The convincing business case for sustainability is still proving elusive, a new report finds

One of the buzz topics in business management in the past few years has been how companies are “mainstreaming” sustainability: treating environmental and social issues as part of their “core” business, rather than just as public relations or corporate responsibility concerns.

And so it is with a survey of 2,874 managers from 113 countries recently conducted by the Sloan Management Review and Boston Consulting Group (BSG).

The third annual study finds increasing commitment to sustainability, with two-thirds now saying a sustainability strategy is “necessary to be competitive”, up from 55% in 2010.

But not all the companies interviewed could rationalise their activities in straightforwardly business terms.

Companies increasingly see innovation and competitive advantage as drivers for sustainability, alongside longer-standing reasons like cost reduction and reputation, according to Ingrid von Streng Velken, global manager of BCG’s sustainability initiative.

But by no means is that true across the board. Only 31% of respondents said they are currently profiting from sustainability. And many still seem to be struggling to build a strong business case, indicating that companies are sometimes acting on faith, rather than copper-bottomed evidence. 

“If we look at commitment and the management attention from companies, it all increases,” Velken says. “But we don’t see a continuous increase in the number of companies who say they are building the business case. Even though they see the benefits, it’s still something many are struggling with.”
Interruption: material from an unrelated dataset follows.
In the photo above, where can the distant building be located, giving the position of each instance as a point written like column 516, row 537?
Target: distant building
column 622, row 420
She adds: “Many find it hard to find the right measures to build a business case, they struggle with the technical challenge of evaluating sustainability investment. Some companies know they need to add a little faith into their calculations.”

Profits essential

It is tempting to think that if companies are doing the right thing, then a business case is secondary. But Velken says that would be short-sighted: the companies most likely to embrace sustainability long term are those that see a bottom-line benefit. Profitability, in other words, is key to sustainable sustainability.

The report says the companies profiting so far, dubbed “harvesters”, are likely to have people directly responsible in each business unit, and perhaps a chief sustainability officer as well. They are also incentivising employees, for example as part of performance reviews.

Harvesters are also good “collaborators”, working with suppliers, partners, government, and customers. Velken mentions Wal-Mart as one example of a company working closely with its suppliers on value chain impact. It also displays good knowledge management: spreading ideas that work in one part of the business to other units and locations.

The report overturns a couple of common assumptions about sustainability. One is that the economic uncertainty has cut companies’ appetite for environmental and social initiatives (68% said they were increasing it in 2011). The second is that Europe and the US lead the rest of the world in adopting sustainability. A majority of respondents thought European companies were leading, but in fact the most active companies are actually in Asia-Pacific.

Velken says that may be because Asia Pacific companies face higher levels of direct, visible pollution, and more tangible natural resource constraints.

The study is a little loose in defining “sustainability”, treating it as “economic sustainability”, as well as something to that is environmental and societal. In a sense though, that simply proves its point: that sustainability is important to do, but hard to pin down. Hopefully, in due course, companies, like the research, will do a better job.